I have been a long proponent of meaningful benchmarks. Meaningful benchmarks are those that can be used with a reasonable level of predictive power to help in sizing and other issues.
I am also a proponent of market/institutional knowledge … if you have been working in HPC for a while, you might have a clue as to how some systems run, some good design points, some really bad ideas (“hey lets run a cluster over pairs of SLIP lines”).
Well, had an amusing exchange on Beowulf list today. The person seemed put off by my pointing out that in a cluster, IO is an issue, and you need to think carefully about the IO prior to setting a particular expectation. This person doesn’t have a great deal of experience in HPC, well, none from what I can see, and was put off by my pointing out that IO performance is an issue, and you need to think carefully about how to address it.
One of the things that our customers find valuable is our experience in catching these issues, helping to align/set expectations. The last thing you want to do is to create a scalable resource, and place a decidedly non-scalable element in there at a critical point.

Sadly, this person was hung up on the benchmarking point. He couldn’t get past running meaningful benchmarks, went on the attack in public and private.
He is now in my filters. I have too much to do to worry about engaging with arguments with people who are yelling my points at me. Silly really.
I have said, many many times, countless times … in public, in private that

It is worth noting that the only benchmarks that are really meaningful to most users would use their own codes and their own input data sets

I have said this in published papers, in white papers, in marketing material, online, etc. Getting meaningful benchmarks together is hard work for most people, and few if any actually do this. In these cases, the deep knowledge of how certain apps behave and patterns that you have to worry about as you scale up, are quite beneficial.
It is naive (dangerously so in many cases) to think that all users will benchmark their own codes, or systems, in such a way to measure what they need to provide good sizing guidance. Moreover, as you scale up your problems to where you want to run them, new elements of serialization emerge. You find the algorithm that you have been using to read your data files fails to scale as you move to very large sized files (Fluent). You find that algorithms that worked well with 4 nodes fail miserably at 40.
That is you need to have a deep understanding of your code to predict what will happen as you scale up in node count, in number of processors, in file I/O.
If you don’t have this, you can always speak to people with a good background in HPC, who might be able to help.

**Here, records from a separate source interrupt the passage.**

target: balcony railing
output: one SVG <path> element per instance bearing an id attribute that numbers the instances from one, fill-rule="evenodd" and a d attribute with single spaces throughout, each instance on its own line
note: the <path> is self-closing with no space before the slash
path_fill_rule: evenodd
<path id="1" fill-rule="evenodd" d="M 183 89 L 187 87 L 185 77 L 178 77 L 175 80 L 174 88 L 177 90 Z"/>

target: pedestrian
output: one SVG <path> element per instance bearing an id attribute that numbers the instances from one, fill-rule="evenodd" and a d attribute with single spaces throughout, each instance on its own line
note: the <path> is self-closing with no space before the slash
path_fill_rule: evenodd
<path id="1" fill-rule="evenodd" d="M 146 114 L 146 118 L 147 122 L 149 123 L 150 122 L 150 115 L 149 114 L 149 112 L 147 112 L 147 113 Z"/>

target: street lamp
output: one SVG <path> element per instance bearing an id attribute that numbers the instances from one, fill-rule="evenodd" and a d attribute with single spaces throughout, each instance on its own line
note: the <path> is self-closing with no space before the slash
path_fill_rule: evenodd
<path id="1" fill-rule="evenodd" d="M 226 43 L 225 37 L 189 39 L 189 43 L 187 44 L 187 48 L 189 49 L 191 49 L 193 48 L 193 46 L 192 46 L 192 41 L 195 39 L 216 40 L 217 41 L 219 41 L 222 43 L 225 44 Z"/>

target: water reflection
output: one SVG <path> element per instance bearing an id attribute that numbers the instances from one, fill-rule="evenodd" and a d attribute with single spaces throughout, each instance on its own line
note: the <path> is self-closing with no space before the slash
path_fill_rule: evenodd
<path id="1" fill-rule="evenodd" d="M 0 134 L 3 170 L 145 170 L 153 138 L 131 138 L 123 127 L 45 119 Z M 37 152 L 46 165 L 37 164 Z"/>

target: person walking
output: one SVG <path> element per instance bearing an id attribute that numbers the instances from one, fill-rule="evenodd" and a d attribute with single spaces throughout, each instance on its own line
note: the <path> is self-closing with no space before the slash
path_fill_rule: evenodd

This is part of what we do.
And occasionally, you will get criticized by self-righteous and presumptuous people for doing so.
I guess it comes with the territory.
We live with the fact that most users still use IOzone and bonnie for their IO benchmarking, though neither one is a reasonable approximation to end user IO patterns. We have written a few benchmarks and benchmark drivers in our own day, one of which has been in use by a number of computer vendors, one specifically for marketing purposes. (see page 25).
Basically most users won’t use their own code as benchmarks, but will substitute “standard” benchmarks and claim similarity. Such is life. SpecFP ratios don’t tell a meaningful story. What does is real application benchmarks. SpecFPs give you approximations to the results.
Yet people rely on them.
This is because, for quite a few people, the cost-benefit analysis of doing their own benchmarks is weighted decidedly in favor of minimal time/effort on their part. Leverage what exists. Use that institutional knowledge.
In some cases this works well. In some it does not (benchmarks can be, and are, gamed … results may not represent real test cases). Again, this is where the experience comes in.
Someone who has a clue about what and how to build given an app and a little more information, could be quite a valuable resource.
Update: This definition rather precisely fits the person I was attempting to discuss things with.

An Internet troll, or simply troll in Internet slang, is someone who posts controversial and usually irrelevant or off-topic messages in an online community, such as an online discussion forum or chat room, with the intention of baiting other users into an emotional response[1] or to generally disrupt normal on-topic discussion.[2]

I made the mistake of responding to the troll. He has been filtered. Seems to have sent an email to me after he was filtered.
Folks, the best way to deal with trolls it to ignore them. They thrive on the interactions, on the reactions. Like the Monty Python skit, they simply want an argument. 5 minute, or half hour, doesn’t matter. Just argue with them.
That said, these are precious minutes of your life you can never get back. Hence the need for filters. They are not worth your time. Or mine.